Urinals are a great project for the serious handyman. Outside Elk Rapids, Mich., John Shepherd (no relation to Mike Shepherd) wanted something unique for his basement -- near the 10-seat home theater he built last year. The 52-year-old Web designer and pizza-parlor cook ordered a urinal from a plumbing supply house for $210. Behind a wall, he rigged up a 15-gallon water-pressure tank. (Water pressure can sometimes be an issue at existing-home installations.)
He installed an electric solenoid valve, wiring that into a used Bendix switchbox he had long ago purchased for $6.95 at a military surplus store.

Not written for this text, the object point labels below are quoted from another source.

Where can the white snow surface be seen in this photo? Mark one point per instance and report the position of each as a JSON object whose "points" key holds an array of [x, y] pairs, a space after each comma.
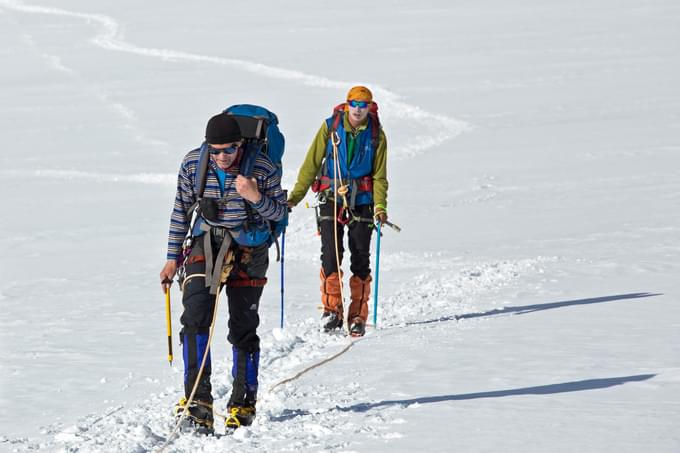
{"points": [[530, 303]]}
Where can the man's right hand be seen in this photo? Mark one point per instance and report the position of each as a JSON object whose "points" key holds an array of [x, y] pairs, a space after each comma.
{"points": [[167, 274]]}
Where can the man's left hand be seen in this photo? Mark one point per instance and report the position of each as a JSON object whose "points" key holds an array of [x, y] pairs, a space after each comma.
{"points": [[247, 188]]}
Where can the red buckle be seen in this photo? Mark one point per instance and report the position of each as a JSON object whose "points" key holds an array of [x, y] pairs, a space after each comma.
{"points": [[343, 216], [365, 184]]}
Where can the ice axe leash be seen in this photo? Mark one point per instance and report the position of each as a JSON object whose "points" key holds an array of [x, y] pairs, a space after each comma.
{"points": [[378, 226]]}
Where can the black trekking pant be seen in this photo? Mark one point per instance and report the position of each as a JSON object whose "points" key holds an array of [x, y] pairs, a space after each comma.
{"points": [[243, 299], [359, 239]]}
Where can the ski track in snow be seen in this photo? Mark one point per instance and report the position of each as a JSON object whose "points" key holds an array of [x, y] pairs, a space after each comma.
{"points": [[440, 128], [304, 414]]}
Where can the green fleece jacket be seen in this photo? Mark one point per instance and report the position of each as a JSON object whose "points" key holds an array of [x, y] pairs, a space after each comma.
{"points": [[310, 167]]}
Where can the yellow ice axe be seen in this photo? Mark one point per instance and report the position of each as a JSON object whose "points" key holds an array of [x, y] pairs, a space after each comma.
{"points": [[168, 319]]}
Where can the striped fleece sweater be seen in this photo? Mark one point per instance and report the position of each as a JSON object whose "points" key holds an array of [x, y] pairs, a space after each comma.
{"points": [[231, 207]]}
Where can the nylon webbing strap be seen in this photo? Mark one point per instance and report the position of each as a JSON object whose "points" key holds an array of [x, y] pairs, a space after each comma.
{"points": [[352, 219], [213, 267]]}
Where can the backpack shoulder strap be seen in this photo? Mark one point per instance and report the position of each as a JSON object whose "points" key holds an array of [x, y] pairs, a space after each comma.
{"points": [[201, 171], [375, 124]]}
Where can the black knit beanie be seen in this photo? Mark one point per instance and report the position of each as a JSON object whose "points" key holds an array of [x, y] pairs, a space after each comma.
{"points": [[222, 129]]}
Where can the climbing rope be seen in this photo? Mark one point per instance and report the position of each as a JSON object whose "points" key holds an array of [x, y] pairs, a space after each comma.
{"points": [[315, 365]]}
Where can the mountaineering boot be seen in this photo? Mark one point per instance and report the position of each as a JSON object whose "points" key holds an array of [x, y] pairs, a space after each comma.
{"points": [[243, 398], [331, 298], [360, 290], [199, 415], [330, 321]]}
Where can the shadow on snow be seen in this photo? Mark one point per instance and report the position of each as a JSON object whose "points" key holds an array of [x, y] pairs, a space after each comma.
{"points": [[521, 310], [565, 387]]}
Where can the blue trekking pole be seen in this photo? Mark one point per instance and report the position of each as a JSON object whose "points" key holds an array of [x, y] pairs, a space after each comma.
{"points": [[283, 250], [377, 278]]}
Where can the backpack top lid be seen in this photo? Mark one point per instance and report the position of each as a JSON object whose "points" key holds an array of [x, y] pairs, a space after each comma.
{"points": [[258, 123], [253, 120]]}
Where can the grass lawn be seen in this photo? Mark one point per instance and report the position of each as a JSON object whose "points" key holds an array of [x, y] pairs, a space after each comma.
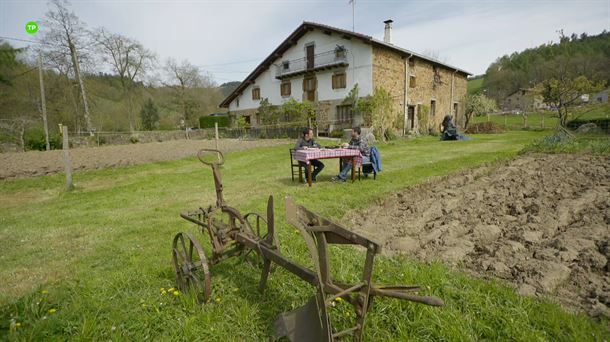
{"points": [[90, 264], [546, 120]]}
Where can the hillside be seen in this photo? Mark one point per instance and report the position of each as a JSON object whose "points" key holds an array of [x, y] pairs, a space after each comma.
{"points": [[583, 54]]}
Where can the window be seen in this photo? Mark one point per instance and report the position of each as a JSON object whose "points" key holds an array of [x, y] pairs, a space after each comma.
{"points": [[339, 81], [344, 114], [412, 82], [340, 52], [309, 88], [285, 89]]}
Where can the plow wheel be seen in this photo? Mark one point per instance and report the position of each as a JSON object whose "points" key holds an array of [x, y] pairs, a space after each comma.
{"points": [[191, 267]]}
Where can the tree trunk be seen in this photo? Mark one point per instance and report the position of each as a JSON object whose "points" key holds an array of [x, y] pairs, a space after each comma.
{"points": [[81, 85], [43, 105]]}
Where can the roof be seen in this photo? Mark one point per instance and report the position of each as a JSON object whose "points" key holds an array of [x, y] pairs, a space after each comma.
{"points": [[306, 27]]}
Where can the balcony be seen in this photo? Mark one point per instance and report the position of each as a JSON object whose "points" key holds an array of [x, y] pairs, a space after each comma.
{"points": [[322, 61]]}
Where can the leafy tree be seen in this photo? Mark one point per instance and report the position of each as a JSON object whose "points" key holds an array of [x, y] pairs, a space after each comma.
{"points": [[478, 105], [149, 115]]}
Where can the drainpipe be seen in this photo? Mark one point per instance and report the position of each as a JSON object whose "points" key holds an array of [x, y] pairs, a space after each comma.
{"points": [[451, 103], [406, 96]]}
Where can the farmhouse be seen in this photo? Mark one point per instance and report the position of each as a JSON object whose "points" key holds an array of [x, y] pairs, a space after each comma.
{"points": [[321, 64]]}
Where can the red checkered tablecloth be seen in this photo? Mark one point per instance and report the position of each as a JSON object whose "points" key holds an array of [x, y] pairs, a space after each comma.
{"points": [[317, 153]]}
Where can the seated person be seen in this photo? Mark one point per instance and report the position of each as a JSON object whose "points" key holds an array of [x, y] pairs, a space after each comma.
{"points": [[305, 142], [449, 130], [357, 143]]}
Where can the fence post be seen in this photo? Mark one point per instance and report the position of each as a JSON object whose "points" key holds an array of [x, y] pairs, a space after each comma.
{"points": [[216, 134], [67, 165]]}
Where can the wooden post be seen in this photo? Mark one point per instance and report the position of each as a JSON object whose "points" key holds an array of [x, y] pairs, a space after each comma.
{"points": [[216, 134], [67, 165], [43, 105]]}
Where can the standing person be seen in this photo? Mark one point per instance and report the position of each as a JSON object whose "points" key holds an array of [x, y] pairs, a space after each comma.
{"points": [[306, 141], [356, 143]]}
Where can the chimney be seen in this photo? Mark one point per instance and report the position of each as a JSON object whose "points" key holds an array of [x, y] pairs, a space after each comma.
{"points": [[387, 36]]}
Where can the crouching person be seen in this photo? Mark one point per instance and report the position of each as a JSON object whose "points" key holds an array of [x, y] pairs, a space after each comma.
{"points": [[357, 143]]}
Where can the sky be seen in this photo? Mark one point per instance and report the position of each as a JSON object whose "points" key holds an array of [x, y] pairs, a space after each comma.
{"points": [[229, 38]]}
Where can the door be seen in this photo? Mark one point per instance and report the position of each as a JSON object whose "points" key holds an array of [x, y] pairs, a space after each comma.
{"points": [[310, 56], [411, 116]]}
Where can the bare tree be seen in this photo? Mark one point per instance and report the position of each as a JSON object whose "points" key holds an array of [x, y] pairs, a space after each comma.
{"points": [[64, 39], [128, 59], [184, 79]]}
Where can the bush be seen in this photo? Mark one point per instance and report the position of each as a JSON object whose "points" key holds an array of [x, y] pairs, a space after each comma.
{"points": [[484, 127], [34, 140], [208, 121], [337, 133]]}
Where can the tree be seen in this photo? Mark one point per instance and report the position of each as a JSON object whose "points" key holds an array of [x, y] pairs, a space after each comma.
{"points": [[128, 59], [149, 115], [185, 79], [64, 37], [478, 105]]}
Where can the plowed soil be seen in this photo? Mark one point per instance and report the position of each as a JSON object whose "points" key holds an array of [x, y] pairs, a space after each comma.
{"points": [[539, 222]]}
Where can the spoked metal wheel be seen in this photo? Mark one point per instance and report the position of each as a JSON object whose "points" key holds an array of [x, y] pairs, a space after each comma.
{"points": [[191, 267]]}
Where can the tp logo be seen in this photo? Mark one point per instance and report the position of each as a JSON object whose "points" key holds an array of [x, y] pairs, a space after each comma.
{"points": [[31, 27]]}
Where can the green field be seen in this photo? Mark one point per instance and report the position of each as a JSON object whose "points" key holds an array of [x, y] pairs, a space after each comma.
{"points": [[90, 264], [543, 120]]}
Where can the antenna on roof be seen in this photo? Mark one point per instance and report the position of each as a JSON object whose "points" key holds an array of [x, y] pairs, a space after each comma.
{"points": [[353, 3]]}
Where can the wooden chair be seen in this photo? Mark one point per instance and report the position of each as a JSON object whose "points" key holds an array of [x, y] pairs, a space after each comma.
{"points": [[295, 167]]}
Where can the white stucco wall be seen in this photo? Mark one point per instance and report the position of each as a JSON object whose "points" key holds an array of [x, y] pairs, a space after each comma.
{"points": [[360, 70]]}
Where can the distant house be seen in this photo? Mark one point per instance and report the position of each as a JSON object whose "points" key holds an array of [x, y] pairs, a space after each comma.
{"points": [[523, 100], [321, 64], [601, 97]]}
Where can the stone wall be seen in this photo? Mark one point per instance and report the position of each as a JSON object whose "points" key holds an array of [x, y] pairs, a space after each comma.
{"points": [[389, 73]]}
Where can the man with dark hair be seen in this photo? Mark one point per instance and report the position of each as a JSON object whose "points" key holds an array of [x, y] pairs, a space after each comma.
{"points": [[306, 141], [356, 143]]}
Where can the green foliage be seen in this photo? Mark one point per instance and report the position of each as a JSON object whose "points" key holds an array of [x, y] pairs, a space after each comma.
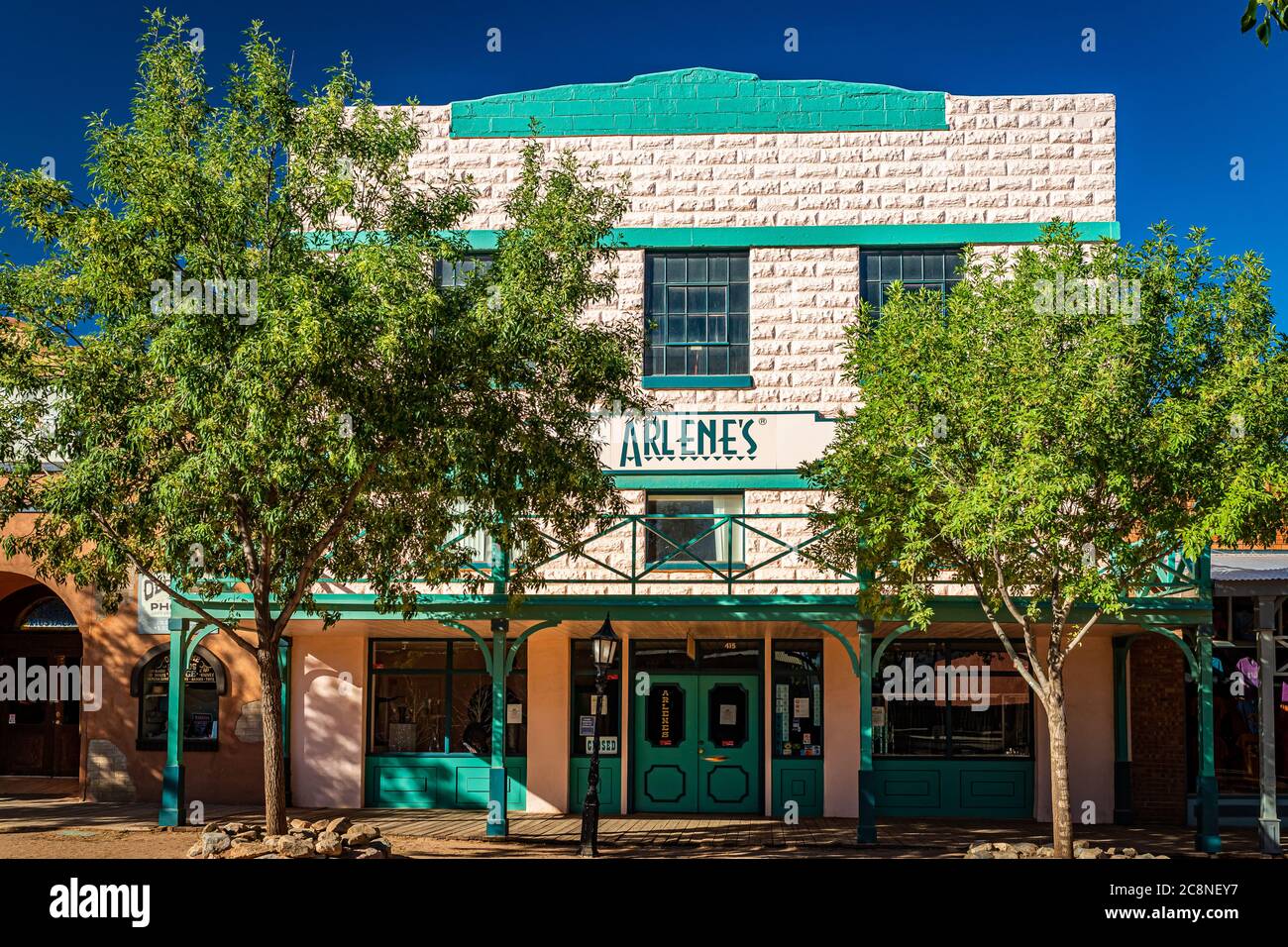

He then bolted the box above and to the right of the urinal. Users who want a quick flush push a button. Those who want a continuous flush flick up on a toggle. Two weeks ago, Mr. Shepherd installed another urinal upstairs. "They're really handy," he says.
In Columbia, Md., John Maitland says his urinal is popular with the members of "A.M. Wednesday," a weekly gathering of 25 to 30 guys who come to his basement, sip coffee brewed in a 100-cup urn, and talk for two hours. Most are World War II veterans. And the gatherings serve as something of a support group. Artificial hips, cancer and quadruple bypasses are among the subjects touched on. Mr. Maitland, 75, always shows new members the urinal, which he bought at a plumbing supply house and installed himself.
Some men go all out. Flip Chalfant, a professional photographer in Atlanta, had a home urinal installed when he and his wife built an addition to their house three years ago. The floor-length fixture has its own alcove, with an arched, tiled ceiling that nicely picks up other architectural accents of the home. "It's a little over the top," Mr. Chalfant admits.